Insomma con l’approvazione della decantata riforma il cittadino ha ben poco da sperare in un miglioramento reale del miserevole stato della giustizia «all’italiana». A proposito del quale posso ora (per lo spazio) solo citare due episodi appena verificatisi, che riguardano Napoli, la certezza del diritto, la serietà delle istituzioni. L’annullamento sacrosanto da parte del Consiglio di Stato della decisione del Tar che aveva sospeso dall’ufficio, con molti suoi colleghi (tutti riammessi in servizio), il direttore del Museo archeologico Paolo Giulierini e l’indecorosa inerzia del Csm, lacerato dagli interessi correntizi, che – pur presieduto dal Capo dello Stato – non ha ancora provveduto a nominare il nuovo procuratore capo di Napoli. Se ne parlerà chissà quando, nonostante le solenni promesse fatte, anche a questo giornale, da autorevoli suoi componenti.

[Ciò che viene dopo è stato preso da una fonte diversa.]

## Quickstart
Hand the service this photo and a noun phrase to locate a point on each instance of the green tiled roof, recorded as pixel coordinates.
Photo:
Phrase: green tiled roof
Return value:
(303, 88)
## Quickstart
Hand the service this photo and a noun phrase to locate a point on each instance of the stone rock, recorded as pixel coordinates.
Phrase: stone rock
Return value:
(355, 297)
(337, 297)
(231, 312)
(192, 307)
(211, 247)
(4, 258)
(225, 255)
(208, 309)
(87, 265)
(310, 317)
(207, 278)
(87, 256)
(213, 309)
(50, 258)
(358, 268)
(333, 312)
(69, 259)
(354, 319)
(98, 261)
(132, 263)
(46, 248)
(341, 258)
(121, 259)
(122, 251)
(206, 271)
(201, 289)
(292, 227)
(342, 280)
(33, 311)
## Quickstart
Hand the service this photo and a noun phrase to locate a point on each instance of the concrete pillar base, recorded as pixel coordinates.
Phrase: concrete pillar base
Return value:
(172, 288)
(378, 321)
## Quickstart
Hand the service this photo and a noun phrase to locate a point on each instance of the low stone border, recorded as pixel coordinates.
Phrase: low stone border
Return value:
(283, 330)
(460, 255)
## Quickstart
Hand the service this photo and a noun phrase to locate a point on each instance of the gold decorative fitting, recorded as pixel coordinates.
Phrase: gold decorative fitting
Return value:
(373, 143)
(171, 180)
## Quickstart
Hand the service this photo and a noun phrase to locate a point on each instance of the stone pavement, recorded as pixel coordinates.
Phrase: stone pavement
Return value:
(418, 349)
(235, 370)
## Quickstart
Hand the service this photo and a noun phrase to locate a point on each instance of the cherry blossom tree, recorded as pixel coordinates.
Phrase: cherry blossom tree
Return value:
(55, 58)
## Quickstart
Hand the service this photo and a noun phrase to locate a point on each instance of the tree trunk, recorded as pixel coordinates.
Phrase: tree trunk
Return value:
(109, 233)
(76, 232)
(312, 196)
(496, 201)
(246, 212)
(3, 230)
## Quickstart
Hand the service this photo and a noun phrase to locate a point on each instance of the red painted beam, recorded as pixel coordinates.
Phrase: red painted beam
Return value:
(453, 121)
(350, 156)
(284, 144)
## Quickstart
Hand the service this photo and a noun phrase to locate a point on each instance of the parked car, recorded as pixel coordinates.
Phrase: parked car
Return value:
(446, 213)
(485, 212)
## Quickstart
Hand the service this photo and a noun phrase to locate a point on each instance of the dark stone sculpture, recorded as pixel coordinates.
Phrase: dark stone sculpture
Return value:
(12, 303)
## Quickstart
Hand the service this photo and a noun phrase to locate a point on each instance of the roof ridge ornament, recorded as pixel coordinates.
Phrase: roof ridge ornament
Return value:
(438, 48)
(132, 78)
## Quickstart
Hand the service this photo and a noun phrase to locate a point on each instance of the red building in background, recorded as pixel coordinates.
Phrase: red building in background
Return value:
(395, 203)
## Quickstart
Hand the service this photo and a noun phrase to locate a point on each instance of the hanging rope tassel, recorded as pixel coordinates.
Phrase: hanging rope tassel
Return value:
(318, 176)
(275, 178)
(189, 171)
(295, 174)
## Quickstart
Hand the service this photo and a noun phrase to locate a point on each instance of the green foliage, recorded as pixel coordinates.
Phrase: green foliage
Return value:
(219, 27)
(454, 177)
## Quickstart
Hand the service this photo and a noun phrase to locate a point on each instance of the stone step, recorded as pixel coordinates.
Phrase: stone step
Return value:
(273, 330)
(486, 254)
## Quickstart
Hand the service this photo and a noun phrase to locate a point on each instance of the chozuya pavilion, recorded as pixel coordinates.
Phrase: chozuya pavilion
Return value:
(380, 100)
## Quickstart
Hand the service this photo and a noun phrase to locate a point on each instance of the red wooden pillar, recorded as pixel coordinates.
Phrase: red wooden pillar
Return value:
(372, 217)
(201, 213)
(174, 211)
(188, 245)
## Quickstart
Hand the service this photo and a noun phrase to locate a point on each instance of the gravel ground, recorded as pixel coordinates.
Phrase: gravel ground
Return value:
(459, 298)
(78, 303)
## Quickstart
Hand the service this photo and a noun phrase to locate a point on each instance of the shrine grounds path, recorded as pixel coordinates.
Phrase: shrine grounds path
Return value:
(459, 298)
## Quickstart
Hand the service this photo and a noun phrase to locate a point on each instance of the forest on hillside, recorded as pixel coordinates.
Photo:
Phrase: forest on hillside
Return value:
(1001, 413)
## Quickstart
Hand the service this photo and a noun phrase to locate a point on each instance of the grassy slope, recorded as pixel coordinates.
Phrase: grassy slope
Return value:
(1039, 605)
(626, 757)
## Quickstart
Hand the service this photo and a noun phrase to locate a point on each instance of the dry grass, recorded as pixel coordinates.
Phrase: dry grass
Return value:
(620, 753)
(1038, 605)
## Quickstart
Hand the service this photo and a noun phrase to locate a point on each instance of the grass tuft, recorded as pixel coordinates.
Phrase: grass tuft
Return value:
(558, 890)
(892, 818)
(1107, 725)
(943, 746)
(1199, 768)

Che dire? Forse ai napoletani non resta altro che sperare che venga davvero eretto alla Rotonda Diaz, dinanzi al perenne «baffo» scoglioso «temporaneamente» piazzato nel golfo alcuni anni fa, là dove N’Albero allietò lo spirare del 2016 e il nascere del ’17,  il nuovo capolavoro pop di cui il Comune ha dato festosa notizia: il  beneaugurante «Corno rosso», alto più di sessanta metri, «simbolo superficialmente profondo» (per Niola!) della nostra città. Può darsi che toccandolo (magari di soppiatto) qualcosa si risolva.